SAN FELIPE era originario de Betsaida de Galilea. Según parece, formaba parte del reducido grupo de judíos piadosos que seguían a San Juan Bautista. Los Evangelios sinópticos sólo mencionan a Felipe en la lista de los Apóstoles, pero San Juan habla de él varias veces y narra, en particular, que el Señor llamó a Felipe al día siguiente de las vocaciones de San Pedro y San Andrés. Un siglo y medio más tarde, Clemente de Alejandría sostuvo que Felipe fue el joven que respondió al llamamiento del Señor, con estas palabras: "Permite que vaya, primero, a enterrar a mi padre". A lo cual contestó Cristo: "Deja que los muertos entierren a los muertos; tú, ven a predicar el Reino de Dios (Luc. IX, 60). Es probable que Clemente de Alejandría no tuviese más argumento que el hecho de que el Señor había dicho en ambos casos: "Sigúeme". De todas maneras, tanto en el Evangelio de San Lucas como en el de San Mateo, el incidente parece haber tenido lugar algún tiempo después de que Cristo había empezado su vida pública, cuando ya los Apóstoles estaban con él. Por otra parte, consta que San Felipe fue llamado antes de las bodas de Cana, a pesar de que, como lo dijo el mismo Cristo, su hora no había llegado aún, es decir, todavía no había empezado su vida pública.

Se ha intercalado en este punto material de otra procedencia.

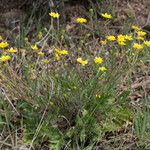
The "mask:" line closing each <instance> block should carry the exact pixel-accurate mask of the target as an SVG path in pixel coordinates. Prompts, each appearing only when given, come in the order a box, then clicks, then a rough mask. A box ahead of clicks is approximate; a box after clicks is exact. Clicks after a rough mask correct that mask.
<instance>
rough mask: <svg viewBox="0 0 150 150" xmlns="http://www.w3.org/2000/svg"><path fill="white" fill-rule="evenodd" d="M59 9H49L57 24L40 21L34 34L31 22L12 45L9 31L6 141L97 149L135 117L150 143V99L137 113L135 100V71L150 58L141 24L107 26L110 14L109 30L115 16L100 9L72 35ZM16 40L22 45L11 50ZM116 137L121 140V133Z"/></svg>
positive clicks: (142, 139) (116, 144)
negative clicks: (47, 24) (133, 109)
mask: <svg viewBox="0 0 150 150" xmlns="http://www.w3.org/2000/svg"><path fill="white" fill-rule="evenodd" d="M55 13H56V12H53V14H54V15H53V16H51V18H50V16H49V19H50V21H49V24H50V26H49V28H44V27H43V28H40V27H41V25H40V23H38V22H37V26H36V30H37V34H36V35H32V38H30V37H28V34H29V32H30V31H31V27H32V23H31V24H30V22H29V23H28V24H27V25H26V28H25V26H23V27H22V28H21V29H20V31H21V32H20V34H19V38H18V37H16V38H15V37H14V39H12V41H10V42H9V41H7V42H8V44H9V45H6V43H4V42H6V40H5V39H4V38H3V37H2V38H1V41H0V51H1V54H0V67H1V71H0V88H1V93H0V97H1V101H0V112H1V111H2V113H1V115H0V127H1V128H0V130H1V132H2V134H1V136H2V139H3V141H2V142H1V143H0V144H1V145H0V147H1V148H2V147H3V146H7V147H9V148H12V149H14V148H17V147H18V144H19V145H26V146H28V147H29V149H31V148H32V147H34V148H36V149H40V148H41V146H42V145H43V143H46V145H47V146H48V148H49V149H56V150H61V149H78V150H80V149H85V150H88V149H89V150H90V149H93V148H94V147H95V146H96V144H97V143H98V142H99V141H103V140H107V139H109V138H110V137H111V136H109V135H112V136H113V135H116V134H117V133H119V132H121V131H124V132H125V131H126V130H127V129H128V128H129V127H130V126H131V125H132V124H134V126H133V127H134V133H135V134H134V136H137V138H138V139H139V140H140V141H141V143H142V144H140V145H141V146H143V147H148V146H145V144H146V143H148V142H149V139H148V137H149V133H150V131H149V107H148V106H147V102H146V99H145V101H144V102H145V103H144V104H143V105H144V106H143V109H142V110H140V111H139V110H137V112H136V113H135V115H134V114H133V108H132V106H131V105H130V101H131V99H130V94H131V91H132V89H131V88H132V86H131V82H132V79H131V77H132V75H133V73H134V71H136V70H137V68H138V66H139V65H141V64H144V63H145V62H147V61H148V60H147V59H148V58H145V55H148V54H149V51H148V50H149V45H148V44H145V42H144V41H146V38H145V36H142V38H143V39H144V41H143V40H140V39H137V37H138V34H139V31H137V30H134V31H133V32H130V30H127V31H128V33H126V34H123V33H120V34H113V35H112V34H111V33H109V30H108V31H107V32H102V30H103V26H101V27H100V26H99V24H98V18H101V19H103V20H104V29H107V28H108V27H109V25H110V24H111V23H112V22H113V18H112V19H111V18H108V17H104V18H102V15H101V13H103V12H101V13H100V14H97V13H96V12H95V10H91V11H90V12H89V16H87V18H82V20H83V19H84V21H80V22H79V21H78V22H77V21H76V22H75V26H76V27H77V29H78V30H79V31H78V32H80V34H79V36H77V37H76V36H70V35H69V33H68V32H67V31H66V29H65V28H64V26H63V25H61V23H60V20H59V19H60V17H61V14H60V16H58V15H57V17H55V16H56V15H55ZM33 14H34V13H33ZM32 16H33V15H31V19H32ZM79 17H80V16H79ZM81 17H82V16H81ZM95 18H96V19H95ZM77 19H78V18H76V20H77ZM80 19H81V18H80ZM85 20H86V21H85ZM95 20H96V21H95ZM94 21H95V22H94ZM38 25H39V26H38ZM140 30H141V29H140ZM141 32H142V33H143V32H144V31H142V30H141V31H140V34H141ZM100 33H102V35H103V36H102V37H101V36H100ZM106 33H108V34H106ZM18 39H19V42H17V41H18ZM148 42H149V41H148ZM11 43H14V45H12V44H11ZM11 47H12V49H15V50H16V49H17V52H12V51H11V52H10V48H11ZM8 49H9V51H8ZM12 49H11V50H12ZM7 56H9V57H7ZM17 137H19V138H20V142H19V143H18V142H16V141H15V140H17ZM144 137H145V139H144ZM14 139H15V140H14ZM142 140H143V141H142ZM108 141H109V142H108V143H109V144H110V143H114V145H115V146H116V145H119V147H121V145H120V144H116V143H117V142H118V141H119V140H118V139H117V138H115V139H114V140H113V139H109V140H108ZM10 143H11V144H10ZM106 143H107V142H106ZM118 143H119V142H118ZM109 144H108V145H109ZM106 147H107V146H106Z"/></svg>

De la narración del Evangelio se deduce que Felipe respondió sin vacila- ciones al llamamiento del Señor. Aunque aún no conocía a fondo a Cristo, puesto que afirmaba que era "el hijo de José de Nazaret", inmediatamente fue en busca de su amigo Natanael (casi seguramente el Apóstol Bartolomé) y le dijo: "Hemos encontrado a Aquél sobre el que escribieron Moisés, en el libro de la Ley, y los Profetas". Esto prueba que Felipe estaba ya plenamente convencido de que Jesús era el Mesías. Sin embargo, su celo no era indiscreto, ya que no trataba de imponer, por la fuerza su descubrimiento. Cuando Natanael le objetó: "Pero, ¿puede salir algo bueno de Nazaret?", no puso el grito en el cielo, sino que invitó a su amigo a convencerse por sí mismo: "Ven a ver." Felipe figura también en la escena de la multiplicación de los panes: "Jesús, levantando los ojos, vio la gran multitud que le seguía y dijo a Felipe: ¿Dónde podremos comprar pan suficiente para que coman? Esto lo dijo para probarle, porque El sabía lo que iba a hacer." Una vez más, se manifiesto el sentido común de Felipe, quien respondió: "Doscientos denarios no bastarían para dar un trozo de pan a cada uno." Concuerda perfectamente con el carácter de Felipe, que rehuía un tanto las responsabilidades, su manera de actuar cuando unos gentiles que se dirigían a celebrar la Pascua en Jerusalén, se acercaron a él y le dijeron: "Señor, queremos ver a Jesús." En vez de responder inmediatamente, fue a pedir consejo: "Felipe fue a hablar con Andrés; y Andrés y Felipe hablaron con Jesús." Otra escena manifiesta la seriedad y lealtad de Felipe y, al mismo tiempo, su carencia de intuición. La víspera de la Pasión, el Señor dijo a sus discípulos: "Ninguno va al Padre sino por Mí. Si me cono- cierais, conoceríais también al Padre. En adelante le conoceréis, puesto que lo habéis visto." Felipe le dijo: "Señor, muéstranos al Padre y eso nos basta." Jesús le dijo: "¡Tanto tiempo he estado con vosotros y aún no me conocéis! Felipe, quien me ve a Mí, ve al Padre." (Juan, xiv, 6-9).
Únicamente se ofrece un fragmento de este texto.